Eliminatus said:
AgDev01 said:
there is not going to be a huge market for a $800 machine that is weaker than the original PS5. The only case where this machine would excel - multiplayer shooters - is rendered moot due to it running Linux.
I think you are misjudging the target demographic. I doubt Steam cares about directly competing with super sweaty competitive gamers. Their strength is their massive catalog. Most of which won't need massive power. They are just open to all gamers, period. Like a modern Wii even. There is a marketable group of people that like slower cozier games that would never think to buy a PS5 or Xbox but would be open to something like this for the family room. I know several in fact.
And when crunching raw numbers, this won't be THAT far behind in total power. Even head to head in CPU. And all of that smooshed into a 6x6x6 box with the power brick inside as well. Pretty impressive. Then add on Gabe's passion for keeping everything completely open source and that gives it an edge for those who care about such things.
I'm not trying to blindly defend or white knight here. I honestly don't care about companies bottom lines and sales figures. Even Steams. But just saying we don't know yet how this will do. I just think there will probably be considerable interest.

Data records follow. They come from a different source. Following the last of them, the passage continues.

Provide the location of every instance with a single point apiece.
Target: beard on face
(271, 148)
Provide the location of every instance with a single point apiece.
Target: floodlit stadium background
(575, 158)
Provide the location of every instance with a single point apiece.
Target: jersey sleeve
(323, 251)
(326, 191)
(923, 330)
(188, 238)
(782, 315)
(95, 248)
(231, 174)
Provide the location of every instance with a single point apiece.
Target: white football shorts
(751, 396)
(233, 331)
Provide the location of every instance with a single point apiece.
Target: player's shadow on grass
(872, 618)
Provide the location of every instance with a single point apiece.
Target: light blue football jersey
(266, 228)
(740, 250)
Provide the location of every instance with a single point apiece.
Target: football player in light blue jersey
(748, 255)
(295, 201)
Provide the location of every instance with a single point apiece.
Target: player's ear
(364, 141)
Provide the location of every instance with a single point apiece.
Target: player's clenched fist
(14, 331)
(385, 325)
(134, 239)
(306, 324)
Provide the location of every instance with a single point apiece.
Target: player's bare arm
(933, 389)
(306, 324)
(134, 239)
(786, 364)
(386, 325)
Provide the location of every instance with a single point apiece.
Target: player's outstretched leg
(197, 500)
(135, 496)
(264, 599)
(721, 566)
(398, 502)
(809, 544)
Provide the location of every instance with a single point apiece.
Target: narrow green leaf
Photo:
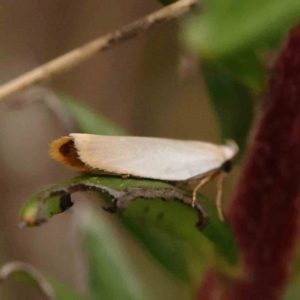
(111, 275)
(230, 26)
(151, 221)
(89, 121)
(232, 101)
(28, 274)
(63, 292)
(25, 273)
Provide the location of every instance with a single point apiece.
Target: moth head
(64, 151)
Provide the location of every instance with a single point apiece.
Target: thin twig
(81, 54)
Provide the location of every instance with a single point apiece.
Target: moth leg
(202, 182)
(219, 195)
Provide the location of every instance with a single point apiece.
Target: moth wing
(156, 158)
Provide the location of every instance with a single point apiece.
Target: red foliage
(265, 211)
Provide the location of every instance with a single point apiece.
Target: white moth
(163, 159)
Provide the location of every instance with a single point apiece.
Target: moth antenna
(201, 183)
(219, 195)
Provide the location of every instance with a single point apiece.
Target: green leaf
(26, 273)
(232, 101)
(63, 292)
(89, 121)
(110, 273)
(151, 221)
(227, 27)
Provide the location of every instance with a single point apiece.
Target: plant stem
(83, 53)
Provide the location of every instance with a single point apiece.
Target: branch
(83, 53)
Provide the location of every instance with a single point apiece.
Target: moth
(178, 162)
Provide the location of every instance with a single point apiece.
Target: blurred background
(149, 86)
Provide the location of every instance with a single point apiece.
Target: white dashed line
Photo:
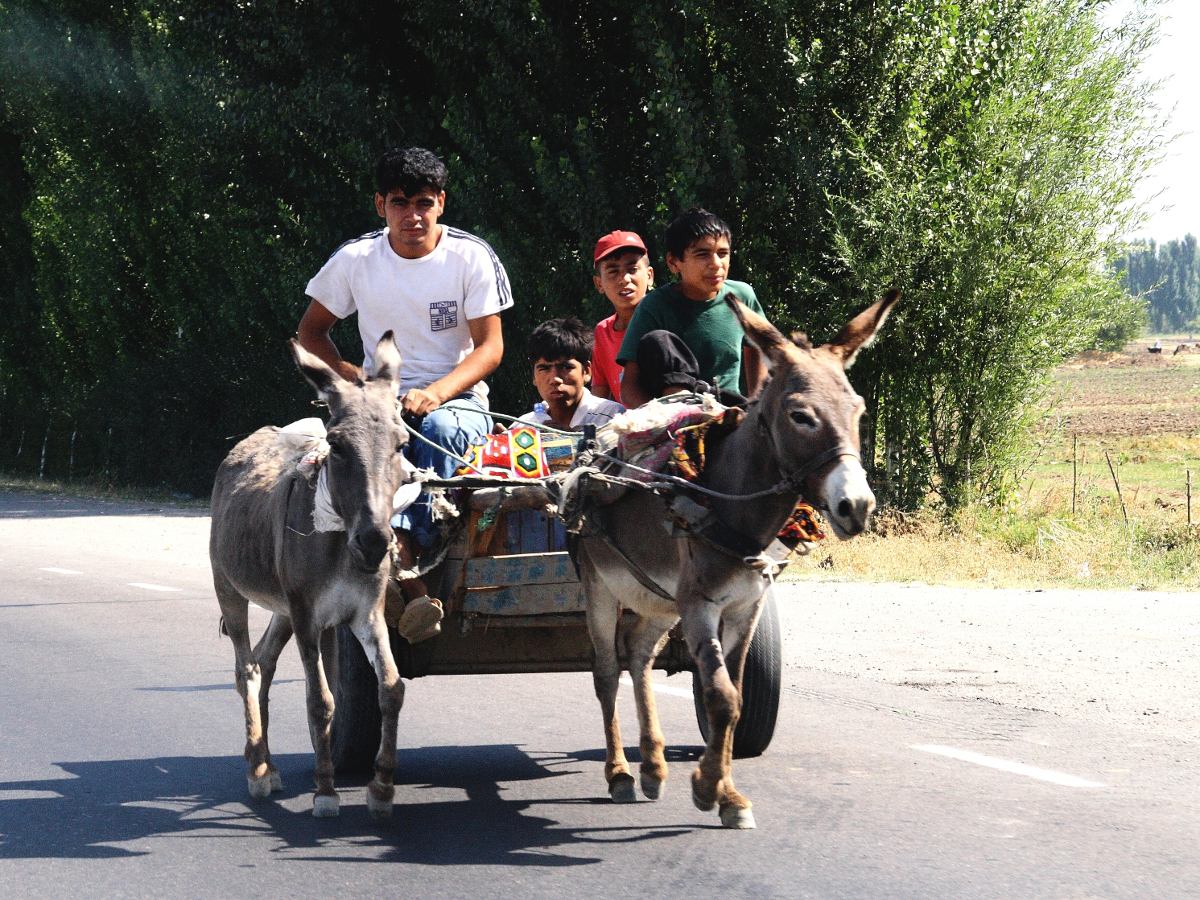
(659, 688)
(1017, 768)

Depends on how you define "considerable interest". I think it's like a Steam Deck situation, but even more niche. Steam Deck has sold a few million copies.
For Valve, that may be enough to justify. It's profitable and adds a new element to their ecosystem. But by the numbers, it's not a big seller.

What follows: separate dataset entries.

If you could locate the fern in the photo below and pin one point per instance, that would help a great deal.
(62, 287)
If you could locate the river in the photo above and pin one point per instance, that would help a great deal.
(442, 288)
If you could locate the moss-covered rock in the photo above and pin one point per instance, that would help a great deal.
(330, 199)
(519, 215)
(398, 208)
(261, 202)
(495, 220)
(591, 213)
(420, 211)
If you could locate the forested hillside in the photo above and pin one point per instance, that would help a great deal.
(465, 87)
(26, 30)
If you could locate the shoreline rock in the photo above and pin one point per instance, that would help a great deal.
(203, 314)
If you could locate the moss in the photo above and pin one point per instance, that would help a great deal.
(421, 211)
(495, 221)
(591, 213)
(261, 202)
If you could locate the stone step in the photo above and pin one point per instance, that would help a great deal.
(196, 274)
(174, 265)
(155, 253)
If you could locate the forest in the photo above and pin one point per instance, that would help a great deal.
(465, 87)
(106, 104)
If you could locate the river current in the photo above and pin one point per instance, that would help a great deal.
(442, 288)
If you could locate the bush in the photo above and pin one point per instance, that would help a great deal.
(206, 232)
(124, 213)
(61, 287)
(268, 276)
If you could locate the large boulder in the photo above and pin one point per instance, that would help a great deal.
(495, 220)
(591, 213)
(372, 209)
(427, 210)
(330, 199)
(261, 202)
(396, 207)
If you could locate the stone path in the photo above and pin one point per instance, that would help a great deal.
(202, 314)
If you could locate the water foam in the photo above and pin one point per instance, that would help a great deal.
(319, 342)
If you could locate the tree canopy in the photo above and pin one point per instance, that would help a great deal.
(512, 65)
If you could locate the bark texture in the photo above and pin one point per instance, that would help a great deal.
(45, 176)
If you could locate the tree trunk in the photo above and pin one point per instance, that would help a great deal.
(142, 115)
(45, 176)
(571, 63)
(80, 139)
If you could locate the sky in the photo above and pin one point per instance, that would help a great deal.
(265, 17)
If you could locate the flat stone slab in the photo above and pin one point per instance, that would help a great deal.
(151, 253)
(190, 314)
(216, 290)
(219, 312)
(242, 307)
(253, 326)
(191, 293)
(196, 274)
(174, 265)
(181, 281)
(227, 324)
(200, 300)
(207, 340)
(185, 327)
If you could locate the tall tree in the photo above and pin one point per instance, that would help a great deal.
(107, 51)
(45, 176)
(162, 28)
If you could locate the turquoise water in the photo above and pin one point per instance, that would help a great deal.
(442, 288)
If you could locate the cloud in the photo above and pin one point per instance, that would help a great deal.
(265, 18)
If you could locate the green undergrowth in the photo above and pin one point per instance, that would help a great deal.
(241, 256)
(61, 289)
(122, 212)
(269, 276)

The Xbox Series was seen as a failure and it sold 30M units, which is far more than the Steam Machines will sell; however, Steam obviously doesn't depend nearly as much on Steam Machines as its a side project.

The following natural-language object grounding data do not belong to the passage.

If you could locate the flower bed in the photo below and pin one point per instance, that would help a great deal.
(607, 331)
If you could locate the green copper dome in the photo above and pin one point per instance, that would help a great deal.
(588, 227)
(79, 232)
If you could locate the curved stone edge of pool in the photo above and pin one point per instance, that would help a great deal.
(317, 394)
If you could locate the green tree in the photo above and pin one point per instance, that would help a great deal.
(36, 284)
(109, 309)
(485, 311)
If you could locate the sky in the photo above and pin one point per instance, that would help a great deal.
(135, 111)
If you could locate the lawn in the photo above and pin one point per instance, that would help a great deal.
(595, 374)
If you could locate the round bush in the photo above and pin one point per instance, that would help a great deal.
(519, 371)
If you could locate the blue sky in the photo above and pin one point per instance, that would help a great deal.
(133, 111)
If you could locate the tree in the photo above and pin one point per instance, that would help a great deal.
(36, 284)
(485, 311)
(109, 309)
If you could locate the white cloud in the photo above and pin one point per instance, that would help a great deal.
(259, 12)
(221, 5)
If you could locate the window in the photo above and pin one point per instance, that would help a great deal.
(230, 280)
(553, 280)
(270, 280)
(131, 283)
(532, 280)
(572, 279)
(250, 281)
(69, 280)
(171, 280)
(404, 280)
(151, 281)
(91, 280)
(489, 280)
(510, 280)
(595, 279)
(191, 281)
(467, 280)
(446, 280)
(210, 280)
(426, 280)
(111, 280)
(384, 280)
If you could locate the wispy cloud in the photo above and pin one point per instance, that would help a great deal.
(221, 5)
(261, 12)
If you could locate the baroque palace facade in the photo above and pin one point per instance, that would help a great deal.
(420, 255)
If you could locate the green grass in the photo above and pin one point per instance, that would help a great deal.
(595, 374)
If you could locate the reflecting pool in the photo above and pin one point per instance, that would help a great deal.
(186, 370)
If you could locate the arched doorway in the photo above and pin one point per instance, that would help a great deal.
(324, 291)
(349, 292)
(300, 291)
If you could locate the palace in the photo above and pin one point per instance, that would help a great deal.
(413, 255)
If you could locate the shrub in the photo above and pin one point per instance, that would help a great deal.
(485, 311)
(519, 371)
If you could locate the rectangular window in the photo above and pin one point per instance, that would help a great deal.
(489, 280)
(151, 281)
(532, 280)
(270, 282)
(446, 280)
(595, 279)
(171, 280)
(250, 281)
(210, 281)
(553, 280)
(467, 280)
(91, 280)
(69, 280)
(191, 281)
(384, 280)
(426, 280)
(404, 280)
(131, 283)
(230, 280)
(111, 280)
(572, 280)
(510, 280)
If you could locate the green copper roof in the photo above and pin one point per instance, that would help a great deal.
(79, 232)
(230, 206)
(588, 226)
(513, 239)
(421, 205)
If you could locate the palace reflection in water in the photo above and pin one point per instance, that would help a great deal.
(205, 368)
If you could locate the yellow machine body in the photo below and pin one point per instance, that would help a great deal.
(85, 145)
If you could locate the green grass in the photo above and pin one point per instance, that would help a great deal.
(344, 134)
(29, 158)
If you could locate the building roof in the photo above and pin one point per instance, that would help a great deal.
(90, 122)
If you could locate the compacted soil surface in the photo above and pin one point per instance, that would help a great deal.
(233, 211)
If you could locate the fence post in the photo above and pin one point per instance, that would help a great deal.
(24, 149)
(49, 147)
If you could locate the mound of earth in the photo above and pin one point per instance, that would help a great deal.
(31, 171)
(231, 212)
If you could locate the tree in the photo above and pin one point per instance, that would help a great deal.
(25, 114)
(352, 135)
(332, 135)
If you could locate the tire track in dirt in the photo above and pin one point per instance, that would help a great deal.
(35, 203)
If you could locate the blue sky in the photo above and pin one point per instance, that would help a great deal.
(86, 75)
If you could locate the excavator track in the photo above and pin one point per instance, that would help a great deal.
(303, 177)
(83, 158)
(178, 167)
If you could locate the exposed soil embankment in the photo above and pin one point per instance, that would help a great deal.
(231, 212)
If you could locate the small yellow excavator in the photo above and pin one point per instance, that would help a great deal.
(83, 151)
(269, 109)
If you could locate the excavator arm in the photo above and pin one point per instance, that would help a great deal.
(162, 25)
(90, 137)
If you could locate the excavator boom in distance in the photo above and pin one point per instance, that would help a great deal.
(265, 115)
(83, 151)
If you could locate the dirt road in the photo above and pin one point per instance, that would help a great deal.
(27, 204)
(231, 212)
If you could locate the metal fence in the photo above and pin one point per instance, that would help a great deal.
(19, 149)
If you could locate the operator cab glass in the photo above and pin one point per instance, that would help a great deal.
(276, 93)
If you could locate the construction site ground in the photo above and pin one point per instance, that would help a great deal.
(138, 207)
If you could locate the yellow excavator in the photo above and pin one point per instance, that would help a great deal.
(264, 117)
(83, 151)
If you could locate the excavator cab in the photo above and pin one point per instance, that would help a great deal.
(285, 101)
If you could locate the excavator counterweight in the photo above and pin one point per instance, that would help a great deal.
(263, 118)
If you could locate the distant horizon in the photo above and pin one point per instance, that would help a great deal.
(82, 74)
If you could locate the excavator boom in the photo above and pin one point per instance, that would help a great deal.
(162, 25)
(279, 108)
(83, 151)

This device mostly is appealing to those already invested in the Steam Ecosystem that don't otherwise have a more powerful PC, or to those that have a powerful PC but would want an adjacent device for the TV despite it being weaker.
This device is pretty decently behind in raw power. CPU isn't really the limiting factor. The GPU and RAM are considerably hamstrung in comparison to something like the PS5 or XSX and that's going to make a far bigger difference on visuals.
BUT, Valve knows that even this weaker piece of hardware is more powerful than MOST of their current audience. So there's plenty of PC users who could see this as a jumping point to upgrade. HOWEVER, given that I think this will end up being $700+ in price, at that point it makes you wonder why not just upgrade your PC in a few years when better cards are going to come out (2027). This thing is pretty ancient and dated, and will look even moreso by the time PS6 rolls out in two years.